CBT, MANTRA y FT-AN se enfocan específicamente en alentar cambios en la dieta desde el comienzo del tratamiento. Un sello distintivo de CBT-E de Christopher Fairbairn (considerado el estándar de oro para el tratamiento de primera línea de los trastornos alimentarios) es un “buen comienzo” con una rápida participación y compromiso del paciente, primera descarga educación, así como el uso de principios probados de comportamiento; todo lo cual apoya el cambio de comportamiento operativo. No se recomiendan las pausas en el tratamiento o las vacaciones, ya que ralentizan e interrumpen el proceso, lo que es especialmente preocupante en las primeras etapas.

Las consideraciones psicoterapéuticas adicionales que facilitarán el cambio temprano incluyen:

  • Una evaluación exhaustiva es fundamental al comienzo del tratamiento para determinar la intervención más adecuada y, en última instancia, más eficaz. Es importante tener en cuenta los problemas concurrentes como la depresión, OKR y borde desorden de personalidad ya que la presencia de diagnósticos junto con el ED puede influir en el tipo de terapia proporcionada.
  • El tratamiento orientado al cambio puede conducir a niveles más altos de ansiedad que tanto los pacientes como los proveedores deben estar dispuestos a tolerar. Piense en la ansiedad como un signo positivo de alteración del statu quo; una señal de que las cosas realmente podrían cambiar, en el buen sentido.
  • Es importante que los proveedores controlen la respuesta de los pacientes al tratamiento, especialmente en las primeras semanas. El uso de una herramienta confiable de medición de síntomas para rastrear el progreso, preferiblemente con entregas frecuentes (semanales), puede permitir que el tratamiento se modifique cuando sea necesario al principio del tratamiento. El progreso insuficiente en la cuarta semana debería incitar al proveedor a ampliar el tratamiento o cambiar las modalidades (Chang P. et al., 2021).
  • Idealmente, los proveedores deben estar capacitados en una variedad de tratamientos y cumplir con los protocolos. Para obtener los mejores resultados, las modificaciones al tratamiento basado en la evidencia se realizan solo cuando hay evidencia documentada de una respuesta temprana deficiente al tratamiento de primera línea después de cuatro semanas.
  • Se alienta la participación de los miembros de la familia cuando sea posible para pacientes adultos. Padre-educador la participación generalmente se requiere para los niños adolescentes. Las investigaciones muestran que los resultados conductuales mejoran cuando los padres participan en el proceso de tratamiento.

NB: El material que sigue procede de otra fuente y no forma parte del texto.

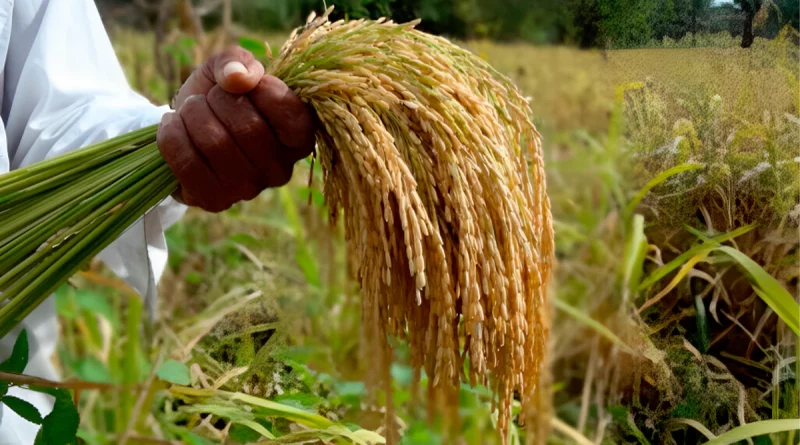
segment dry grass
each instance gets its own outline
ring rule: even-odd
[[[742,92],[753,97],[748,114],[789,111],[793,96],[768,45],[741,48],[633,49],[579,51],[566,47],[471,42],[468,47],[507,73],[532,97],[536,122],[557,130],[608,126],[614,89],[652,79],[675,96],[718,94],[729,107]],[[730,111],[730,109],[728,110]],[[676,120],[679,117],[671,116]]]
[[[322,124],[324,195],[334,222],[344,209],[374,380],[388,384],[387,334],[406,338],[412,366],[431,376],[430,402],[455,414],[468,359],[464,378],[499,396],[505,437],[513,393],[536,394],[554,249],[527,101],[413,24],[323,16],[268,71]]]

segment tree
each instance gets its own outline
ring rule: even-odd
[[[756,18],[756,13],[761,9],[761,0],[735,0],[739,8],[744,13],[744,24],[742,25],[742,48],[750,48],[755,40],[753,34],[753,20]]]
[[[630,48],[653,37],[656,0],[598,0],[600,32],[611,46]]]

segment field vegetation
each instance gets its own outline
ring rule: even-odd
[[[131,84],[167,102],[154,35],[111,31]],[[260,51],[284,37],[235,38]],[[797,39],[788,26],[748,49],[459,40],[530,97],[543,134],[558,258],[547,443],[800,441]],[[202,52],[159,44],[177,64]],[[306,160],[284,188],[190,211],[168,231],[152,323],[100,264],[58,293],[82,440],[369,443],[387,435],[388,399],[401,443],[441,443],[406,345],[390,397],[361,383],[360,297],[321,183]],[[459,411],[464,443],[501,443],[484,388],[465,385]],[[522,420],[510,443],[534,439]]]

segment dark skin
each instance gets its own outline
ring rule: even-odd
[[[245,49],[211,57],[178,91],[158,148],[178,178],[178,201],[222,212],[289,182],[314,149],[310,108]]]

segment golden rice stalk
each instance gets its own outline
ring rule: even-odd
[[[344,209],[365,346],[380,369],[387,337],[407,338],[431,400],[453,400],[468,360],[506,437],[515,391],[540,405],[549,332],[553,229],[528,102],[417,22],[329,13],[295,30],[268,72],[322,124],[324,195],[333,221]]]
[[[515,393],[520,418],[545,424],[553,229],[527,101],[415,23],[330,23],[329,13],[297,29],[267,70],[321,122],[324,194],[333,221],[344,210],[370,383],[387,384],[388,339],[401,337],[430,378],[430,406],[456,419],[468,380],[494,391],[503,437]],[[0,177],[0,334],[175,189],[156,131]]]

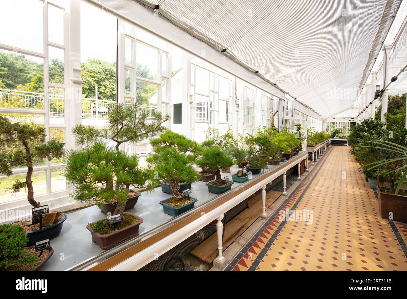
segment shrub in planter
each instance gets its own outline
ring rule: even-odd
[[[186,196],[180,191],[182,184],[190,185],[201,177],[188,157],[173,148],[168,147],[162,148],[147,160],[153,165],[150,178],[151,181],[158,183],[162,180],[171,188],[173,197],[160,203],[164,212],[176,216],[193,208],[196,199]]]
[[[13,168],[27,168],[25,181],[15,180],[8,190],[11,192],[12,195],[15,195],[22,188],[26,188],[27,199],[33,207],[41,206],[41,203],[37,202],[34,197],[31,178],[34,164],[45,159],[48,161],[54,158],[60,159],[63,152],[65,144],[52,140],[46,142],[46,137],[44,126],[33,122],[11,122],[7,118],[0,116],[0,137],[2,141],[0,144],[0,174],[11,176],[13,174]],[[64,215],[66,218],[66,215]],[[52,234],[48,234],[48,233],[51,234],[49,226],[33,231],[28,227],[37,225],[39,228],[38,225],[39,218],[34,217],[32,220],[30,224],[27,222],[16,223],[16,225],[24,223],[20,225],[22,225],[27,232],[30,232],[31,244],[39,240],[55,237],[62,229],[61,222],[60,226],[58,227],[59,231],[54,231]],[[57,218],[54,223],[58,221],[59,219]]]
[[[139,166],[136,155],[121,151],[120,146],[125,142],[136,144],[163,132],[163,124],[169,116],[159,112],[151,115],[134,103],[111,107],[107,118],[107,125],[103,129],[80,124],[75,126],[72,131],[83,147],[68,152],[65,169],[68,182],[74,187],[70,195],[75,199],[96,201],[98,205],[116,205],[113,214],[120,215],[120,224],[110,225],[107,219],[103,219],[86,227],[92,240],[103,249],[138,234],[142,219],[124,210],[130,186],[142,187],[151,176],[148,168]],[[114,142],[114,147],[103,139]],[[147,189],[152,187],[149,183]]]
[[[229,150],[229,154],[234,159],[235,163],[241,169],[232,175],[233,181],[243,183],[249,179],[249,175],[244,173],[245,166],[247,165],[249,162],[247,160],[247,151],[238,146],[234,146]]]
[[[42,261],[33,255],[30,252],[32,250],[24,248],[28,240],[21,226],[7,224],[0,226],[0,271],[32,270],[40,262],[45,262],[48,255],[50,257],[48,250],[44,251]]]
[[[207,165],[208,168],[215,175],[215,180],[206,184],[210,192],[221,193],[232,188],[232,182],[226,181],[221,177],[221,169],[233,165],[233,160],[219,147],[206,148],[197,164]]]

Dada la importancia pronóstica de los cambios tempranos, fomentar una respuesta rápida debe ser fundamental para cualquier tratamiento psicoterapéutico.

Verá, el campo se ha alejado de los meses (¡o años!) de psicoterapia que realiza cambios sutiles y micropasos hacia adelante durante largos períodos de tiempo. Es en el mejor interés de todos los pacientes de psicoterapia, no solo de aquellos con trastornos alimentarios, participar en un proceso de inicio rápido para maximizar el progreso en las primeras semanas de tratamiento.